DURING the quarter of a century since Judge Cooley completed this history of Michigan, students have given much attention to the early history of the Northwest. Although a large mass of details has been gathered to enrich the story, little has been discovered to change the general outlines as herein sketched. We now know that to Jean Nicolet's adventurous voyage in 1634 is due the discovery of the Straits of Mackinaw and Lake Michigan; and that Grosseilliers and Radisson dispute with Father Mesnard the title of discoverers of Lake Superior; but beyond the mention of these names there is nothing which demands the attention of the reviser.

Advantage has been taken of the opportunity now presented to extend the record of the State, by means of a supplementary chapter covering the most important events in the history of Michigan

during the last part of the nineteenth century, and setting forth the conditions that prevail at the opening of the twentieth century.

CHARLES MOORE.

DETROIT, January, 1905.

PREFACE.

THE changes of sovereign as well as of subordinate jurisdiction have been greater in Michigan than in any other part of the American Union. France, Great Britain, and the United States have successively had dominion over it, and under the United States it was part of the Northwest Territory and of the Territory of Indiana before it became the Territory of Michigan. As Michigan Territory it passed through all the grades of subordinate jurisdiction, and the circumstances attending its admission to the Union made its history at that period quite unique.
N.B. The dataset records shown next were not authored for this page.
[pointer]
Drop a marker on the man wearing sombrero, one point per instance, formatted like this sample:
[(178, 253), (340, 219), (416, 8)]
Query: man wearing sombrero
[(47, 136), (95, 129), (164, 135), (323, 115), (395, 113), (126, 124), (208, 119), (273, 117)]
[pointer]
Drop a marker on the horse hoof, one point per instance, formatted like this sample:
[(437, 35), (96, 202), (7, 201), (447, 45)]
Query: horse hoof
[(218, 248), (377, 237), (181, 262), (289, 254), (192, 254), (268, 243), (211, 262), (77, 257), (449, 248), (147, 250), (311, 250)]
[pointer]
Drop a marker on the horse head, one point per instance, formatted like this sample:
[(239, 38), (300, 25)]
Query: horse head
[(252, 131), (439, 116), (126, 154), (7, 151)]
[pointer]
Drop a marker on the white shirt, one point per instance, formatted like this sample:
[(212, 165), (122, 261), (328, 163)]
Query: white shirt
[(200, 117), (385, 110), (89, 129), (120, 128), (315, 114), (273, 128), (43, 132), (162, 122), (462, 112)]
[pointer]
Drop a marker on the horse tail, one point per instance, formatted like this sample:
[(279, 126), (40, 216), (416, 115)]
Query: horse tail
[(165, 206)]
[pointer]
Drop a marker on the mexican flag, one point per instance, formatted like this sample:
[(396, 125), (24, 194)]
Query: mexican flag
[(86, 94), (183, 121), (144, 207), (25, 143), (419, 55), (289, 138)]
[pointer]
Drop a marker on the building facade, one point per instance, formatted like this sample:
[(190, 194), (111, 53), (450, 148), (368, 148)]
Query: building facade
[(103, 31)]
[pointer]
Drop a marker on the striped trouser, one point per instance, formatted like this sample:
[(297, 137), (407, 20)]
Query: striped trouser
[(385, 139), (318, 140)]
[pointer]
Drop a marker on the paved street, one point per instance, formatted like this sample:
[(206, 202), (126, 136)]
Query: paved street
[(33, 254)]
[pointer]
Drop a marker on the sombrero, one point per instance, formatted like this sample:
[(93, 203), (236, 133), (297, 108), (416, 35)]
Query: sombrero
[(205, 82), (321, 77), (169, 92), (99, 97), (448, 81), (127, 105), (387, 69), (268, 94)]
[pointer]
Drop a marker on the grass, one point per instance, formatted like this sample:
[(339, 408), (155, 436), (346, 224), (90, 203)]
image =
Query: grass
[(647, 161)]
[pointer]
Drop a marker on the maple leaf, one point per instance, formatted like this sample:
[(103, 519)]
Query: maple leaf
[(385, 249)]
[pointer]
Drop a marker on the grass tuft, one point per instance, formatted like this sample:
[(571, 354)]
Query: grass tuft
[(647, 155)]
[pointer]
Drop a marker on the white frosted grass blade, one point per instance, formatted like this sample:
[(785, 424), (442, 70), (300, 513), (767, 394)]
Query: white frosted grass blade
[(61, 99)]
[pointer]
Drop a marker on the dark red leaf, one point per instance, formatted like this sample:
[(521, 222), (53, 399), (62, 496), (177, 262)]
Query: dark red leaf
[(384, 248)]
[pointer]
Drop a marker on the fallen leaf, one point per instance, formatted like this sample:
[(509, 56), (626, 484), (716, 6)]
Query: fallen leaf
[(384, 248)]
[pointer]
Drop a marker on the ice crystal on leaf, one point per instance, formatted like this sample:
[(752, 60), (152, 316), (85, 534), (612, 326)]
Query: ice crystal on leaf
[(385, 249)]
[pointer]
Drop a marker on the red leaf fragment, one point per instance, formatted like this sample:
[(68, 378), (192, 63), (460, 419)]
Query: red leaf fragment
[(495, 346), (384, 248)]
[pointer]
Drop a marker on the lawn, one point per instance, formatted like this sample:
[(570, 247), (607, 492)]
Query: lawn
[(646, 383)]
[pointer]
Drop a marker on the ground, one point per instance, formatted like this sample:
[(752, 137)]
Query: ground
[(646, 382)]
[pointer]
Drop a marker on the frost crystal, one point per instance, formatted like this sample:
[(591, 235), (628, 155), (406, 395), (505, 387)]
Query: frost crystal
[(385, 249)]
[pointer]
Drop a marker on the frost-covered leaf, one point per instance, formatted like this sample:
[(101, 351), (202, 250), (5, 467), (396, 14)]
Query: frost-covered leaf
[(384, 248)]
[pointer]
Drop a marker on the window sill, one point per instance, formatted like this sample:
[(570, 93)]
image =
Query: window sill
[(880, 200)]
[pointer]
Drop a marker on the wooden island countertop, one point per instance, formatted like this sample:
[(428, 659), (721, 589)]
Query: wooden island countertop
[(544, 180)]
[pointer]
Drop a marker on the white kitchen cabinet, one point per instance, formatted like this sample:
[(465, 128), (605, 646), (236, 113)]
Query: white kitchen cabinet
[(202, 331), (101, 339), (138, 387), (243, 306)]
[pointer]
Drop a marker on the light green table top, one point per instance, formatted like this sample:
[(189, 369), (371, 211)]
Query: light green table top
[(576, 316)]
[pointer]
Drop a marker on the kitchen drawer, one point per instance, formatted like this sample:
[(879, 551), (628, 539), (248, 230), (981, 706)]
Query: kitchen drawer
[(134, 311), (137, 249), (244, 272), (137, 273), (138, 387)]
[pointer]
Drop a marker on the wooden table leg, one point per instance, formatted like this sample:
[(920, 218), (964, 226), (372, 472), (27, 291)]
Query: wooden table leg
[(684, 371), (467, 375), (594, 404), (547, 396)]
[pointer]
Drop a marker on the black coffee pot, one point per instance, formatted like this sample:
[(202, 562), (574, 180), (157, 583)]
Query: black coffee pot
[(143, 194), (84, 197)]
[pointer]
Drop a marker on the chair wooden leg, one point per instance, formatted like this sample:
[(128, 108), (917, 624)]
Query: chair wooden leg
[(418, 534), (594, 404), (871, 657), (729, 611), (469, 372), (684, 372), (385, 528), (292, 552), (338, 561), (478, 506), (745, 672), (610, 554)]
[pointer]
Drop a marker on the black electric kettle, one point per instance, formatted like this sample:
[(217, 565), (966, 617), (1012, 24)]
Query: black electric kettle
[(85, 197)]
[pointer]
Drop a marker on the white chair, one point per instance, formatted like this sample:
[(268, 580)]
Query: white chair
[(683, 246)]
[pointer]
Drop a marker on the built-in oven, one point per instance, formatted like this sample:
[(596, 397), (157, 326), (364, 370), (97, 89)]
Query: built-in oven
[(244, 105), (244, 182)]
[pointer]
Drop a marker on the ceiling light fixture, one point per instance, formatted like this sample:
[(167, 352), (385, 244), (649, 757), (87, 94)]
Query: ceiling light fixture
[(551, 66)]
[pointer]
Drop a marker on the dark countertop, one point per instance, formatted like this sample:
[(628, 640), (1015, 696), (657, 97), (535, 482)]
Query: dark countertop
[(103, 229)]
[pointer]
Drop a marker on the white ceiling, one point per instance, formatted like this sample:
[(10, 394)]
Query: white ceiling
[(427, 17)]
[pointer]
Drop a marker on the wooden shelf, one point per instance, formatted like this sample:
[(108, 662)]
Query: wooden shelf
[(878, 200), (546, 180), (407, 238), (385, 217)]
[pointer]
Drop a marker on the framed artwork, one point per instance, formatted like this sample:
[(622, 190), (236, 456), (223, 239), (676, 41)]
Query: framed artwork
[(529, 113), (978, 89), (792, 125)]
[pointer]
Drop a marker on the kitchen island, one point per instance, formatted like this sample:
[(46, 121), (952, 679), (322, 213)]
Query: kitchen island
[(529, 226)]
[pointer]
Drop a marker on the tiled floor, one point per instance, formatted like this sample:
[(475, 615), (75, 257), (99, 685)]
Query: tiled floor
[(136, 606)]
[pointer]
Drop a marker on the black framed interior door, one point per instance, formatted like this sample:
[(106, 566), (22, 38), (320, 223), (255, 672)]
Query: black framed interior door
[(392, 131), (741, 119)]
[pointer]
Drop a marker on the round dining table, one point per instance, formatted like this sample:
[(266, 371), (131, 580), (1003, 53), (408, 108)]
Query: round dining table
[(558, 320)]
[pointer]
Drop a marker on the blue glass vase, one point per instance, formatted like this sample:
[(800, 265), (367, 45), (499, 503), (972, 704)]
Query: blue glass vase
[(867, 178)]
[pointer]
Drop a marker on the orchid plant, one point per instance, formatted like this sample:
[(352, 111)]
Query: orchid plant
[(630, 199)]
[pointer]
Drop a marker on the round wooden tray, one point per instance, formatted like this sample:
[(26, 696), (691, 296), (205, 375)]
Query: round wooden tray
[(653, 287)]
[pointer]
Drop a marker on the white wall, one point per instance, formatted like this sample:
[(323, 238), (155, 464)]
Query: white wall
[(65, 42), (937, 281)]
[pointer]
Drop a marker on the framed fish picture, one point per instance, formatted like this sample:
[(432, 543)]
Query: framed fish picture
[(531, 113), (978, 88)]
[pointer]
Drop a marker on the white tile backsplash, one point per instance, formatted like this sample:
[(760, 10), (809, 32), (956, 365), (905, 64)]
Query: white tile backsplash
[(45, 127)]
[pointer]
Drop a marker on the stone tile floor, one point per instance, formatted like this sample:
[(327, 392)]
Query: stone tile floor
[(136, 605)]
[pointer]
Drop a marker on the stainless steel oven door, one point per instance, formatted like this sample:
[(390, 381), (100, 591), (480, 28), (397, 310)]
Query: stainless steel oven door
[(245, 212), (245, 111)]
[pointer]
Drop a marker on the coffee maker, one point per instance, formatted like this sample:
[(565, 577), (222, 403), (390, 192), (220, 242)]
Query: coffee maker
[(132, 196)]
Altogether it seemed appropriate that in the series of American Commonwealths the history of Michigan should be sketched as a history of governments; but this would be incomplete without a summary view of the relations of States to the Union at the time Michigan was received into it, or without some

notice of the remarkable changes which have been going on since that time, and which have so greatly affected constitutional questions and the political habits of mind and tendencies of the American people. It was also thought proper to present the financial history of the State with some fullness, because it was believed to inculcate a lesson of more than local importance. But no attempt has been made to give the annals of the State as a substitute for other histories, nor, with the field so well occupied as it now is with Judge Campbell's Political History, was any such attempt thought desirable.